THE MEDIA in general, and the electronics media in particular, has been placing focus on the ongoing assembly elections in West Bengal but the Assembly elections in Assam hold more significance from the national politics point of view.
Unlike West Bengal, where it is a direct and high pitched fight between Mamata Banerjee’s Trinamool Congress and the Bharatiya Janata Party, Assam is witnessing a close contest between the ruling BJP and the Congress led alliance called ‘mahajot’.
In West Bengal the BJP is banking on anti incumbency factor against Mamata Banerjee who is seeking a third straight term as chief minister, in Assam the BJP is attempting to retain its citadel against a resurgent Congress led alliance.
It had snatched power from the Congress in 2016 mainly due to anti incumbency factor against the Congress which had been in the power for over a decade. Its victory in Assam had opened the gateway for it in the north east where it is the dominating power in the region.
Ironically the BJP is taking a virtually contradictory stand on the controversial issue of Citizens Amendment Act (CAA) in the two neighbouring states.
While it has made it an important plank and one of the most important promises in West Bengal, the party’s manifesto in Assam is silent on the issue of CAA.
It had brought in the law to make political gains in West Bengal and Assam but it faced stiff opposition in Assam due to the complex demographics of Assam.

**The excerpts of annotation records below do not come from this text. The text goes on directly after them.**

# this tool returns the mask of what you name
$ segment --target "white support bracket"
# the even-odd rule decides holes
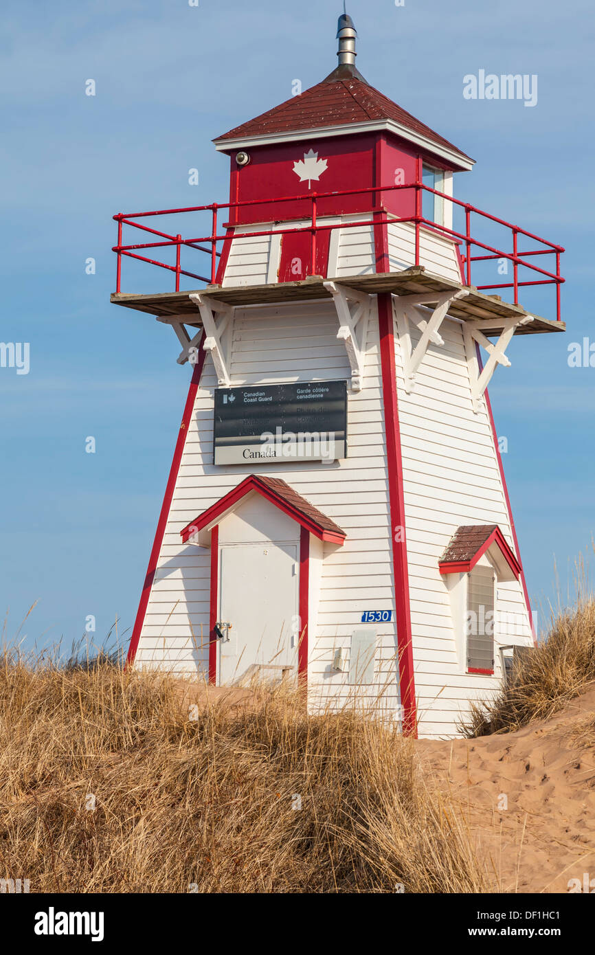
[[[456,299],[464,298],[468,294],[466,288],[461,288],[457,292],[425,292],[422,295],[393,296],[393,311],[401,343],[405,391],[408,393],[415,384],[415,372],[423,361],[430,342],[434,345],[444,345],[439,328],[451,305]],[[429,308],[432,305],[434,309]],[[421,331],[414,348],[412,348],[411,340],[412,322]]]
[[[202,319],[204,329],[204,343],[202,348],[205,351],[210,351],[217,380],[220,385],[227,388],[231,384],[229,375],[229,357],[231,353],[231,331],[233,329],[233,306],[224,302],[218,302],[209,295],[202,292],[191,292],[189,296],[195,302]],[[215,312],[220,312],[222,318],[215,320]]]
[[[182,350],[180,352],[177,361],[179,365],[184,365],[189,361],[192,365],[196,364],[199,343],[202,337],[202,329],[195,329],[192,326],[191,330],[194,333],[192,337],[186,329],[186,322],[188,321],[187,315],[157,315],[158,322],[162,322],[163,325],[171,325],[172,329],[178,336],[178,340],[182,347]]]
[[[517,328],[520,325],[527,325],[533,321],[532,315],[524,315],[522,318],[513,317],[503,319],[503,328],[496,342],[491,342],[486,338],[481,329],[489,331],[495,325],[499,329],[502,327],[502,319],[479,319],[477,322],[463,322],[465,353],[467,355],[467,365],[471,380],[471,399],[473,402],[473,411],[476,414],[479,410],[479,403],[483,393],[496,371],[496,366],[502,365],[504,368],[510,368],[510,359],[506,357],[505,350]],[[478,345],[484,348],[489,356],[481,372],[479,372],[479,363],[478,360]]]
[[[334,282],[325,282],[324,286],[332,295],[334,307],[339,319],[337,338],[345,343],[345,350],[351,369],[351,388],[361,392],[364,387],[364,371],[366,364],[366,339],[372,309],[372,296],[358,292],[347,286],[337,286]],[[350,308],[350,301],[356,303],[353,313]]]

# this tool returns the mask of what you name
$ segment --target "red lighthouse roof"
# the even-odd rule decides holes
[[[459,168],[471,168],[474,160],[465,153],[371,86],[355,67],[354,52],[351,62],[341,62],[341,55],[337,69],[321,83],[223,133],[214,140],[217,148],[386,129]]]
[[[322,129],[331,132],[333,127],[338,126],[362,123],[375,125],[388,121],[400,127],[400,135],[405,134],[405,138],[412,138],[411,134],[414,134],[416,141],[430,140],[430,143],[442,147],[442,150],[458,156],[464,160],[465,168],[474,161],[444,137],[435,133],[379,90],[356,76],[337,80],[331,80],[330,77],[324,79],[301,96],[291,96],[285,103],[236,126],[214,141],[222,145],[226,143],[227,148],[230,148],[227,140],[239,139],[243,144],[248,144],[255,138],[266,137],[266,141],[270,142],[284,133],[309,133],[311,130]]]

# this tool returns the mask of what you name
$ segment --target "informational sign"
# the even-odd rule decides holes
[[[347,456],[347,382],[314,381],[215,392],[215,464]]]

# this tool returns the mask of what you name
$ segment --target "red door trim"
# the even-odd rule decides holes
[[[169,478],[167,478],[167,485],[165,487],[163,503],[161,504],[159,519],[157,524],[157,531],[155,532],[155,540],[153,541],[153,547],[151,549],[151,556],[149,557],[149,566],[147,567],[147,572],[144,578],[144,584],[142,585],[142,592],[140,594],[140,601],[138,603],[138,609],[137,611],[135,626],[133,627],[132,636],[130,638],[130,646],[128,647],[128,655],[126,657],[127,667],[134,663],[135,656],[137,654],[138,641],[140,639],[140,631],[142,630],[142,625],[144,624],[144,618],[147,611],[147,604],[149,603],[149,595],[151,593],[151,587],[153,586],[153,581],[155,580],[157,562],[159,559],[159,551],[161,549],[161,543],[163,541],[163,536],[165,534],[167,518],[169,517],[169,509],[171,507],[172,499],[174,497],[174,489],[176,487],[176,481],[178,480],[178,472],[180,471],[180,463],[181,461],[181,456],[184,450],[184,444],[186,443],[188,427],[190,425],[190,421],[192,420],[194,402],[196,399],[197,392],[199,390],[199,384],[201,381],[201,375],[202,374],[202,367],[204,365],[205,357],[206,357],[206,351],[204,351],[202,348],[199,347],[199,360],[194,366],[194,371],[192,372],[192,379],[190,381],[190,387],[188,389],[188,396],[186,398],[186,404],[184,406],[181,424],[180,425],[180,431],[178,433],[178,440],[176,441],[176,448],[174,450],[172,466],[169,471]]]
[[[299,635],[298,635],[298,680],[303,687],[308,686],[308,645],[309,616],[309,531],[300,530],[300,589],[299,589]]]

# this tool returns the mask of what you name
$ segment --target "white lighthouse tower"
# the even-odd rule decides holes
[[[563,249],[455,198],[473,160],[337,36],[322,82],[215,139],[228,202],[115,217],[112,301],[193,366],[128,660],[449,736],[533,643],[486,386],[563,329]]]

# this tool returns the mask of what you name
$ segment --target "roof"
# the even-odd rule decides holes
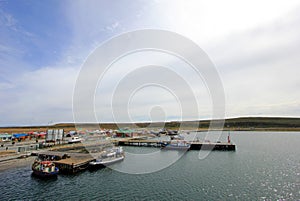
[[[3,137],[11,137],[11,135],[9,135],[9,134],[0,134],[0,138],[3,138]]]
[[[133,130],[130,129],[119,129],[117,130],[117,133],[133,133]]]
[[[26,133],[16,133],[16,134],[13,134],[14,138],[20,138],[20,137],[25,137],[25,136],[28,136],[28,134],[26,134]]]

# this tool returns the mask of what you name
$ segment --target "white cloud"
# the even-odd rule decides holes
[[[26,72],[10,88],[0,88],[0,124],[39,124],[72,121],[72,94],[78,71],[46,67]]]

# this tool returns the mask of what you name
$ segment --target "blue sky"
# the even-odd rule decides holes
[[[91,52],[118,34],[149,28],[179,33],[208,54],[223,81],[226,117],[299,117],[299,6],[298,1],[1,1],[0,125],[72,122],[74,85]],[[201,114],[186,119],[210,117],[202,87]],[[149,111],[162,101],[144,103],[143,93],[156,92],[137,95],[133,121],[151,119]],[[106,105],[97,105],[106,112],[100,119],[113,121]],[[164,107],[167,120],[179,117],[171,112],[178,107],[171,98]]]

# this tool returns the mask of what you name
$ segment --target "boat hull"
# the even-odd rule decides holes
[[[33,171],[32,173],[35,176],[42,177],[42,178],[57,177],[57,175],[58,175],[58,171],[55,171],[55,172],[42,172],[42,171],[35,170],[35,169],[32,169],[32,171]]]
[[[105,166],[109,166],[109,165],[112,165],[112,164],[115,164],[117,162],[120,162],[124,160],[124,156],[121,156],[121,157],[118,157],[118,158],[114,158],[112,160],[107,160],[107,161],[92,161],[89,163],[89,165],[91,167],[105,167]]]

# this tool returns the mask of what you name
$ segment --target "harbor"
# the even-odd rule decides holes
[[[120,146],[139,146],[139,147],[158,147],[161,148],[162,144],[170,144],[171,141],[161,141],[155,139],[140,139],[140,138],[129,138],[114,140],[116,145]],[[235,151],[236,145],[229,142],[197,142],[190,141],[186,142],[190,144],[189,150],[222,150],[222,151]]]
[[[96,164],[104,164],[101,167],[105,167],[113,161],[121,162],[126,157],[125,152],[119,158],[107,157],[114,154],[111,153],[113,147],[149,147],[161,151],[185,152],[190,150],[236,150],[236,145],[230,141],[229,133],[227,142],[200,140],[193,138],[189,132],[160,131],[154,133],[142,133],[130,129],[119,129],[113,132],[87,130],[85,132],[70,131],[66,133],[63,129],[50,129],[43,136],[35,134],[38,138],[28,135],[28,137],[21,140],[17,139],[17,141],[11,138],[11,144],[6,141],[2,149],[6,149],[7,153],[14,152],[15,155],[2,157],[0,161],[36,156],[40,161],[55,164],[60,174],[74,174],[92,166],[93,168],[97,167]],[[105,156],[104,153],[106,152]],[[98,156],[102,156],[102,158],[97,158]]]

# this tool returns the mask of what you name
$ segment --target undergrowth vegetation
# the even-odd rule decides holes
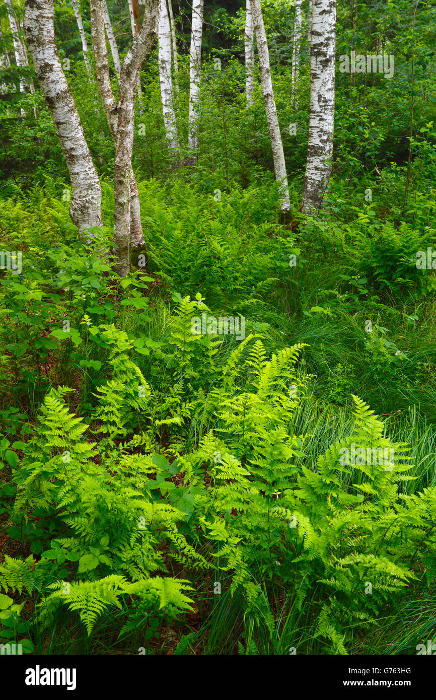
[[[57,4],[103,225],[78,239],[48,111],[38,92],[22,94],[20,128],[0,128],[1,248],[22,254],[20,274],[0,270],[0,643],[416,654],[436,639],[436,277],[416,265],[436,234],[434,8],[419,13],[411,83],[410,4],[355,4],[351,27],[338,3],[338,55],[350,33],[367,46],[370,13],[383,24],[372,40],[380,29],[396,41],[396,72],[337,73],[318,217],[298,211],[309,56],[294,109],[289,4],[262,4],[283,221],[257,74],[245,105],[243,8],[210,3],[221,34],[205,29],[196,169],[169,166],[155,55],[141,75],[133,166],[146,247],[120,279],[101,253],[113,145],[71,48],[72,10]]]

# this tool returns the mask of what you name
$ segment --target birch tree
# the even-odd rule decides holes
[[[309,144],[301,210],[319,211],[332,172],[336,0],[313,0]]]
[[[258,44],[262,94],[267,113],[267,121],[268,122],[268,131],[269,132],[269,140],[271,141],[276,180],[279,186],[279,197],[280,208],[282,211],[289,211],[290,204],[285,155],[283,153],[281,134],[280,133],[280,127],[279,125],[276,101],[272,90],[271,69],[269,67],[269,52],[268,51],[267,35],[265,34],[260,0],[251,0],[251,9],[253,11],[254,31]]]
[[[192,0],[190,50],[188,145],[193,151],[191,158],[191,162],[193,164],[197,162],[198,159],[203,1],[204,0]]]
[[[55,41],[53,0],[25,0],[24,29],[36,77],[71,182],[70,216],[80,235],[101,225],[101,189]]]
[[[167,0],[160,0],[159,8],[159,81],[165,125],[167,143],[174,157],[179,147],[174,111],[174,95],[171,75],[171,31]]]
[[[15,10],[14,10],[13,5],[12,4],[12,0],[4,0],[4,3],[8,10],[9,26],[10,27],[10,33],[12,34],[15,63],[19,68],[27,68],[29,66],[27,51],[26,49],[26,45],[24,44],[20,33],[20,27],[15,15]],[[25,92],[27,90],[30,90],[30,92],[32,93],[34,93],[35,92],[35,86],[34,85],[34,82],[31,78],[29,79],[29,83],[22,78],[20,80],[20,92]]]
[[[129,14],[130,15],[130,27],[132,27],[132,36],[134,39],[135,36],[138,34],[139,28],[136,26],[136,22],[135,20],[135,17],[133,11],[132,0],[128,0],[128,2],[129,2]],[[138,86],[138,97],[141,99],[141,98],[142,97],[142,88],[141,87],[141,78],[139,77],[139,75],[138,75],[138,80],[136,84]]]
[[[300,76],[300,46],[302,36],[302,6],[303,0],[295,0],[295,17],[294,18],[293,50],[292,62],[292,94],[294,109],[298,108],[298,78]]]
[[[254,27],[251,0],[246,1],[244,43],[245,48],[245,92],[247,106],[249,106],[253,104],[254,90]]]
[[[118,47],[117,46],[115,34],[113,34],[113,29],[112,29],[112,24],[111,23],[111,18],[109,16],[109,11],[108,10],[108,6],[106,4],[106,0],[101,0],[101,7],[103,9],[103,20],[104,22],[104,27],[106,29],[106,33],[108,37],[108,41],[109,42],[109,46],[111,47],[111,52],[112,54],[112,58],[113,59],[115,72],[116,73],[119,79],[121,73],[120,54],[118,53]]]
[[[86,34],[85,34],[83,22],[82,22],[82,18],[80,17],[80,11],[79,10],[77,0],[71,0],[71,4],[73,6],[74,14],[76,15],[76,21],[77,22],[77,26],[80,35],[80,40],[82,41],[82,53],[83,54],[83,60],[85,61],[85,65],[86,66],[87,74],[90,76],[90,78],[91,78],[91,66],[90,66],[90,60],[87,57],[87,41],[86,41]]]
[[[109,131],[117,148],[118,133],[118,106],[113,96],[109,78],[108,52],[104,38],[104,1],[90,0],[91,10],[91,38],[95,61],[99,92],[109,127]],[[130,241],[132,247],[143,244],[145,242],[141,223],[141,206],[138,195],[138,186],[129,163],[129,206],[130,206]]]
[[[177,95],[178,95],[178,59],[177,58],[177,43],[176,42],[176,25],[174,24],[174,15],[173,14],[173,4],[171,0],[168,0],[168,9],[169,10],[171,38],[173,47],[173,62],[174,64],[174,82],[176,84],[176,93]]]
[[[146,0],[141,29],[121,66],[114,167],[113,242],[118,246],[116,269],[122,276],[126,276],[130,270],[130,181],[134,88],[141,67],[157,34],[159,4],[160,0]]]

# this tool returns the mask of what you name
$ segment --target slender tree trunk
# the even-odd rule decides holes
[[[0,41],[3,41],[3,34],[1,34],[1,26],[0,25]],[[7,69],[10,68],[10,61],[9,60],[9,56],[8,55],[7,51],[0,52],[0,69],[2,71],[7,70]],[[0,84],[0,94],[7,94],[9,92],[8,86],[6,83],[1,83]]]
[[[129,14],[130,15],[130,26],[132,27],[132,36],[134,39],[135,36],[138,34],[139,27],[136,26],[134,15],[133,13],[132,0],[129,0]],[[142,98],[142,88],[141,87],[141,78],[139,78],[139,75],[138,75],[138,80],[136,82],[138,85],[138,97],[141,99]]]
[[[192,164],[198,159],[202,36],[203,0],[192,0],[188,126],[188,144],[193,151],[191,158]]]
[[[106,0],[101,0],[101,6],[103,8],[103,19],[104,21],[104,27],[106,28],[106,33],[107,34],[108,41],[109,42],[109,46],[111,47],[111,52],[112,54],[112,58],[113,59],[115,72],[116,73],[118,79],[120,79],[120,74],[121,73],[120,54],[118,53],[118,47],[117,46],[117,42],[115,38],[115,34],[113,34],[113,29],[112,29],[112,24],[111,24],[111,18],[109,17],[109,11],[108,10],[108,6],[106,5]]]
[[[118,246],[117,272],[130,270],[130,178],[134,117],[134,86],[157,34],[160,0],[147,0],[139,34],[122,62],[118,101],[118,140],[115,157],[113,242]]]
[[[307,44],[309,46],[309,51],[310,51],[310,45],[311,43],[311,34],[312,34],[312,0],[309,0],[309,6],[307,8]]]
[[[173,47],[173,62],[174,64],[174,83],[176,85],[176,94],[178,97],[178,59],[177,58],[177,43],[176,41],[176,25],[174,24],[174,15],[173,14],[172,0],[168,0],[168,9],[169,10],[169,23],[171,24],[171,38]]]
[[[174,111],[173,81],[171,76],[171,32],[166,0],[160,0],[159,80],[167,143],[170,156],[174,158],[179,144]]]
[[[247,106],[249,106],[253,104],[254,90],[254,27],[251,0],[246,0],[244,39],[245,46],[245,92]]]
[[[289,189],[288,187],[285,155],[281,141],[280,127],[279,126],[276,101],[272,90],[271,69],[269,68],[269,53],[260,0],[251,0],[251,9],[253,10],[254,31],[256,36],[258,54],[259,55],[262,94],[267,113],[267,121],[268,122],[276,180],[279,183],[279,197],[280,207],[282,211],[289,211],[290,203],[289,200]]]
[[[91,66],[90,66],[90,60],[87,57],[87,41],[86,41],[86,34],[85,34],[85,29],[83,29],[83,23],[82,22],[82,18],[80,17],[80,11],[79,10],[78,5],[77,4],[77,0],[71,0],[71,4],[73,6],[74,14],[76,15],[77,26],[78,27],[78,31],[80,35],[80,39],[82,41],[82,53],[83,54],[83,60],[85,61],[85,65],[86,66],[86,70],[87,71],[87,74],[90,78]]]
[[[36,76],[55,122],[71,181],[70,216],[79,234],[89,239],[90,228],[101,225],[101,189],[59,59],[55,41],[53,0],[25,0],[24,29]]]
[[[99,92],[104,108],[109,130],[117,147],[118,111],[118,105],[113,97],[112,86],[109,78],[109,68],[108,63],[108,52],[104,38],[104,6],[101,0],[90,0],[91,9],[91,36],[92,49],[95,60],[95,72],[97,75]],[[141,207],[138,195],[138,186],[135,178],[132,161],[129,165],[130,172],[130,237],[132,245],[136,247],[143,244],[144,238],[141,223]]]
[[[295,18],[294,20],[294,41],[292,62],[292,92],[294,109],[298,108],[298,79],[300,77],[300,45],[302,35],[302,5],[303,0],[295,0]]]
[[[302,211],[319,211],[332,172],[336,0],[313,0],[310,115]]]
[[[20,27],[17,20],[15,10],[12,4],[12,0],[4,0],[4,2],[8,9],[15,62],[19,68],[27,68],[29,66],[27,51],[26,50],[26,45],[20,34]],[[20,92],[25,92],[27,90],[30,90],[30,92],[33,94],[35,92],[35,86],[31,78],[29,80],[29,84],[24,80],[20,80]]]

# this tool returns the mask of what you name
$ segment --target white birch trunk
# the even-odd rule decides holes
[[[300,77],[300,46],[302,36],[302,5],[303,0],[295,0],[295,18],[294,20],[294,36],[292,62],[292,94],[294,109],[298,108],[298,80]]]
[[[135,23],[134,15],[133,14],[133,4],[132,2],[132,0],[129,0],[129,14],[130,15],[130,26],[132,27],[132,36],[134,39],[138,32],[136,31],[136,25]],[[138,76],[137,85],[138,85],[138,97],[141,99],[142,97],[142,88],[141,87],[141,78],[139,78],[139,76]]]
[[[113,34],[113,29],[112,29],[112,24],[111,23],[111,18],[109,17],[109,11],[108,10],[108,6],[106,5],[106,0],[101,0],[101,6],[103,8],[103,20],[104,21],[104,27],[106,28],[106,33],[108,37],[108,41],[109,42],[109,46],[111,47],[111,52],[112,54],[112,58],[113,59],[115,72],[116,73],[119,79],[120,74],[121,73],[120,54],[118,53],[118,47],[117,46],[117,42],[115,38],[115,34]]]
[[[86,66],[87,74],[90,78],[91,66],[90,66],[90,60],[87,56],[87,41],[86,41],[86,34],[85,34],[85,29],[83,29],[83,23],[82,22],[82,18],[80,17],[80,12],[78,8],[77,0],[71,0],[71,4],[73,6],[74,14],[76,15],[76,21],[77,22],[77,26],[80,35],[80,40],[82,41],[82,53],[83,54],[83,60],[85,61],[85,65]]]
[[[91,36],[95,59],[99,92],[104,108],[104,112],[112,134],[115,148],[117,147],[118,115],[118,105],[112,92],[109,78],[108,52],[104,38],[104,7],[101,0],[90,0]],[[138,195],[138,186],[135,178],[132,160],[130,172],[130,239],[132,245],[136,247],[145,242],[141,223],[141,206]]]
[[[285,155],[283,153],[281,134],[280,133],[280,127],[279,125],[276,101],[272,90],[271,69],[269,67],[269,53],[260,0],[251,0],[251,9],[253,11],[254,31],[258,44],[262,94],[267,113],[267,121],[268,122],[268,131],[269,132],[276,180],[279,183],[279,197],[280,208],[282,211],[289,211],[290,203],[286,166],[285,164]]]
[[[24,29],[71,181],[70,216],[80,235],[101,225],[101,188],[55,41],[53,0],[25,0]]]
[[[246,0],[246,2],[244,40],[245,47],[245,92],[247,106],[250,106],[251,104],[253,104],[254,90],[254,27],[251,0]]]
[[[29,66],[27,51],[26,50],[26,45],[24,44],[24,42],[23,41],[20,34],[20,27],[17,20],[15,10],[14,10],[13,5],[12,4],[12,0],[4,0],[4,2],[8,9],[9,26],[10,27],[10,33],[12,34],[15,62],[19,68],[27,68]],[[31,78],[30,78],[29,84],[25,80],[20,80],[20,92],[25,92],[27,90],[30,90],[30,92],[34,94],[35,92],[35,86],[34,85]],[[24,113],[23,110],[22,110],[22,113]]]
[[[203,0],[192,0],[192,21],[190,52],[188,144],[194,152],[191,162],[198,158],[199,102],[203,37]]]
[[[1,34],[1,26],[0,25],[0,41],[3,41],[3,34]],[[7,51],[2,51],[0,52],[0,69],[2,70],[6,70],[10,68],[10,61],[9,60],[9,56],[8,55]],[[1,83],[0,84],[0,94],[7,94],[9,92],[8,86],[6,83]]]
[[[171,24],[171,38],[173,47],[173,62],[174,64],[174,83],[176,84],[176,94],[178,96],[178,59],[177,58],[177,44],[176,43],[176,25],[174,24],[174,15],[173,14],[172,0],[168,0],[168,9],[169,10],[169,23]]]
[[[173,157],[179,147],[174,111],[173,81],[171,76],[171,33],[166,0],[160,0],[159,80],[167,143]]]
[[[117,146],[114,167],[113,242],[118,246],[116,270],[125,277],[130,270],[130,179],[134,120],[134,87],[157,34],[160,0],[147,0],[142,26],[122,62],[120,80]]]
[[[312,0],[309,0],[307,8],[307,43],[310,52],[311,36],[312,34]]]
[[[332,172],[336,0],[313,0],[310,114],[301,210],[319,211]]]

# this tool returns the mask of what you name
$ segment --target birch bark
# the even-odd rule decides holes
[[[36,76],[69,172],[70,216],[79,234],[89,239],[91,227],[101,225],[101,189],[59,59],[55,41],[53,0],[25,0],[24,29]]]
[[[109,68],[108,64],[108,52],[104,38],[104,2],[101,0],[90,0],[91,10],[91,37],[92,49],[95,60],[95,72],[97,75],[99,92],[103,103],[109,130],[113,139],[115,148],[118,141],[118,105],[113,97]],[[138,195],[138,186],[132,167],[129,164],[130,173],[130,239],[132,245],[136,247],[143,244],[145,241],[141,223],[141,206]]]
[[[130,270],[130,164],[133,146],[134,86],[141,66],[157,34],[160,0],[146,0],[142,26],[121,66],[118,100],[118,140],[114,167],[113,242],[118,246],[116,270],[121,276]]]
[[[251,0],[251,10],[253,11],[254,31],[258,44],[259,67],[260,69],[260,85],[262,86],[262,94],[263,95],[265,111],[267,113],[267,121],[268,122],[268,131],[269,132],[269,140],[271,141],[271,148],[274,164],[274,172],[276,180],[279,183],[279,198],[280,208],[282,211],[289,211],[290,203],[285,155],[283,153],[281,134],[280,133],[280,127],[279,125],[276,101],[272,90],[271,69],[269,67],[269,53],[260,0]]]
[[[177,58],[177,44],[176,43],[176,25],[174,24],[174,15],[173,14],[172,0],[168,0],[168,9],[169,10],[169,23],[171,24],[171,38],[173,47],[173,62],[174,64],[174,83],[176,85],[176,94],[178,96],[178,59]]]
[[[336,0],[313,0],[310,114],[301,211],[319,211],[332,172]]]
[[[298,78],[300,76],[300,45],[302,36],[302,5],[303,0],[295,0],[295,17],[294,19],[293,51],[292,62],[292,94],[294,109],[298,108]]]
[[[71,4],[73,6],[74,14],[76,15],[76,21],[77,22],[77,26],[78,27],[79,34],[80,35],[80,40],[82,41],[82,53],[83,54],[83,60],[85,61],[85,65],[86,66],[86,70],[87,71],[87,74],[90,78],[91,66],[90,66],[90,60],[87,56],[87,41],[86,41],[86,34],[85,34],[85,29],[83,29],[83,23],[82,22],[82,18],[80,17],[80,11],[79,10],[79,7],[77,4],[77,0],[71,0]]]
[[[246,1],[245,31],[244,34],[245,48],[245,92],[247,106],[253,104],[253,71],[254,71],[254,27],[251,0]]]
[[[8,1],[7,1],[7,0],[4,0],[4,4],[6,6],[9,17],[9,26],[10,27],[10,33],[12,34],[15,62],[19,68],[26,68],[29,66],[27,51],[26,50],[26,45],[24,44],[24,42],[23,41],[20,34],[20,27],[18,26],[15,10],[14,10],[13,5],[12,4],[12,0],[8,0]],[[20,92],[25,92],[28,89],[30,90],[31,93],[34,94],[35,86],[34,85],[34,82],[31,78],[29,80],[29,84],[25,80],[20,80]]]
[[[204,0],[192,0],[188,124],[188,144],[190,148],[193,151],[190,159],[192,164],[195,164],[198,160],[203,1]]]
[[[135,22],[134,15],[133,13],[133,3],[132,0],[129,0],[129,14],[130,15],[130,26],[132,27],[132,36],[134,39],[135,36],[138,34],[137,31],[138,28],[136,27],[136,23]],[[142,88],[141,87],[141,78],[139,78],[139,75],[138,75],[137,85],[138,85],[138,97],[141,99],[142,97]]]
[[[167,9],[167,0],[160,0],[159,8],[159,80],[165,125],[167,143],[173,158],[179,144],[174,111],[174,94],[171,75],[171,32]]]
[[[111,23],[111,18],[109,17],[109,11],[108,10],[108,6],[106,4],[106,0],[101,0],[101,6],[103,8],[103,20],[104,21],[104,27],[106,29],[106,33],[108,37],[108,41],[109,42],[109,46],[111,47],[111,52],[112,54],[112,58],[113,59],[115,72],[116,73],[119,80],[120,74],[121,73],[120,54],[118,53],[118,47],[117,46],[117,42],[115,38],[115,34],[113,34],[113,29],[112,29],[112,24]]]

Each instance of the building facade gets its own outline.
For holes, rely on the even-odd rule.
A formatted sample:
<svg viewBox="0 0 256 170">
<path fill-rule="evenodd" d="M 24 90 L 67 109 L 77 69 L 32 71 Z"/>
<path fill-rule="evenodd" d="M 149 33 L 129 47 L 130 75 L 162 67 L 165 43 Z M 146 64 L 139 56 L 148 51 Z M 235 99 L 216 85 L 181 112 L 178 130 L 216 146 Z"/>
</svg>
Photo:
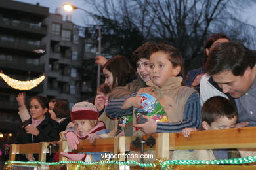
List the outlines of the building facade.
<svg viewBox="0 0 256 170">
<path fill-rule="evenodd" d="M 1 1 L 1 71 L 19 80 L 43 74 L 46 78 L 36 88 L 23 92 L 9 86 L 0 78 L 1 148 L 3 143 L 13 142 L 21 124 L 16 101 L 18 93 L 26 92 L 28 107 L 30 98 L 37 95 L 67 101 L 72 107 L 95 94 L 96 82 L 92 82 L 95 79 L 90 77 L 93 74 L 96 77 L 96 52 L 85 42 L 70 16 L 63 18 L 58 12 L 51 14 L 48 7 L 39 3 Z M 90 52 L 85 54 L 86 48 Z M 38 50 L 43 52 L 37 53 Z"/>
</svg>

The act was supposed to please the sections of Assamese who thought that Muslim migrants from the neighbouring Bangladesh were infiltrating into Assam and might outnumber the natives.
However the BJP perhaps did not anticipate that the locals were also strongly opposed to infiltration of Hindus from Bangladesh and for the same reason that they may outnumber the Assamese speaking Hindus of the state.
The passing of the law had led to very strong protests, particularly in the upper Assam region, which had backed the BJP in the previous elections. As luck would have it, the agitation petered away with the outbreak of covid pandemic.
The Congress has now made CAA as one of its most important planks and has declared that it would not allow its implementation in the state. The moot question now is whether it remains an important enough issue for this elections.
In case the simmering resentment against the Act is reflected in the voting patterns, the Congress would stand to gain. BJP, on the other hand, is trying to ignore the issue and is being non-committal on the issue of its implementation.
Asom Gana Parishad, which held away in the state as a representative of the indigenous Assamese, is now an alliance partner of the BJP but has a rather limited support in the state.
The huge number of tea garden workers are also likely to play an important role in the final outcome of the elections results. The ruling BJP had not met its 2016 promise for hiking the minimum wages of tea garden workers and has now made a fresh promise in it manifesto.
BJP has a popular chief minister in Sarbananda Sonowal who has done commendable job in building infrastructure in the state.
Congress, on the other hand, is going with its young but untested Gaurav Gogoi. He has the advantage of the goodwill left for his father and former chief minister, the late Tarun Gogoi.
The BJP led alliance had won the previous assembly elections by a narrow margin and the opinion polls are claiming a potential close call even this time.
It is the only state going to the polls where the Congress has some chance of a victory. If that happens, the party might have some chances of revival elsewhere.
BJP, on the other hand, is leaving no stone unturned even though it has put its might to win the West Bengal elections. The retention of power in Assam would reflect that the fallout of pandemic including the massive unemployment and staggering economy had not dented its popularity. The counting and results on May 2 would be keenly watched.